When registering a security interest on the Personal Property Securities Register  (the PPSR) it is important to take great care when identifying the grantor (the person who has the interest in the personal property to which a security interest is attached).   Errors such as identifying the grantor company by its ABN and not its ACN could render the registration ineffective and cause the rights in the security interest to be lost.

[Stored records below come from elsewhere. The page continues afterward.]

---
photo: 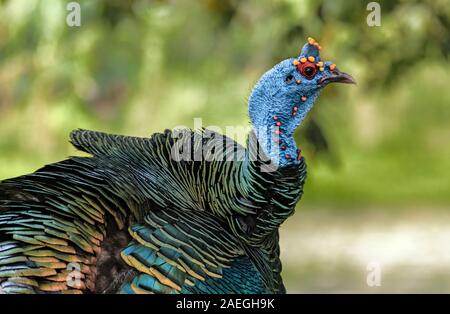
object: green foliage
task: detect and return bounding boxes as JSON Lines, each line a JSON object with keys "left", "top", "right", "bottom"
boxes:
{"left": 0, "top": 0, "right": 449, "bottom": 208}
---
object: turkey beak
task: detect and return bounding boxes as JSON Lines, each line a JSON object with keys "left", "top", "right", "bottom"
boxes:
{"left": 318, "top": 70, "right": 356, "bottom": 87}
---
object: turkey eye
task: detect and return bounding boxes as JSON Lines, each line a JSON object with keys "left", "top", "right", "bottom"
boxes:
{"left": 285, "top": 74, "right": 294, "bottom": 83}
{"left": 303, "top": 66, "right": 316, "bottom": 79}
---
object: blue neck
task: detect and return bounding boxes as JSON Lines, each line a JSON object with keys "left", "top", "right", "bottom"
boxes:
{"left": 248, "top": 89, "right": 319, "bottom": 169}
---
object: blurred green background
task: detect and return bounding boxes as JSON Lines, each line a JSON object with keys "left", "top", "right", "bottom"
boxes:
{"left": 0, "top": 0, "right": 449, "bottom": 292}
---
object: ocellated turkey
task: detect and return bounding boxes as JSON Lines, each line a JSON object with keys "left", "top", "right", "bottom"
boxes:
{"left": 0, "top": 38, "right": 354, "bottom": 294}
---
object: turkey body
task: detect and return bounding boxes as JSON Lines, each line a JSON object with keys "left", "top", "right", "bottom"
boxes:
{"left": 0, "top": 128, "right": 306, "bottom": 294}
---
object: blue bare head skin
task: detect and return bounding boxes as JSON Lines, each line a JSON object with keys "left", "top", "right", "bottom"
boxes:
{"left": 248, "top": 37, "right": 355, "bottom": 168}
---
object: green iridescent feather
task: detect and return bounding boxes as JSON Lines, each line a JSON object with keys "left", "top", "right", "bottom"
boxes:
{"left": 0, "top": 128, "right": 306, "bottom": 294}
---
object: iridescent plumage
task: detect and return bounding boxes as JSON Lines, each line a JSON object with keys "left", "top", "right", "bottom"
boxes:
{"left": 0, "top": 38, "right": 353, "bottom": 294}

A recent ruling by the NSW Supreme Court shows just how costly the simple mistake of using an ABN instead of an ACN on the PPSR can be. In this case Alleasing had leased an ore crushing plant to OneSteel.  Alleasing paid $23 million for the design, supply and installation of the crusher.  Alleasing registered its security rights in the ore crusher on the PPSR but an employee of Alleasing used OneSteel’s ABN and not ACN on the registration.  The Court held that the “registrations were defective” and  “The defect was such that searchers using one of the authorised modes of search would not discover the registration.  This renders the defect seriously misleading, and so the registrations were ineffective pursuant to s164(1)(a)….”   The result of this ruling was that Alleasing lost its rights in the ore crusher. One expensive $23 million mistake!

So when should an ACN or an ABN should be used?  If the grantor entered the agreement as a trustee of a trust which holds an ABN, the ABN should be recorded on the register.  If the grantor entered the agreement in its own corporate capacity, the company’s ACN should be recorded.

Given that a security interest in personal property can be lost if the grantor is not correctly identified on the PPSR, we recommend you have a lawyer undertake the registration of a security interest.  This will ensure the grantor is correctly identified and the security interest is valid.


This article is for general information only and not legal advice. Legal advice should be obtained before taking  any action or otherwise rely upon the content of this article in any way. This article was prepared on 28 February 2017 and has not been revised to account for any changes in the law since that time.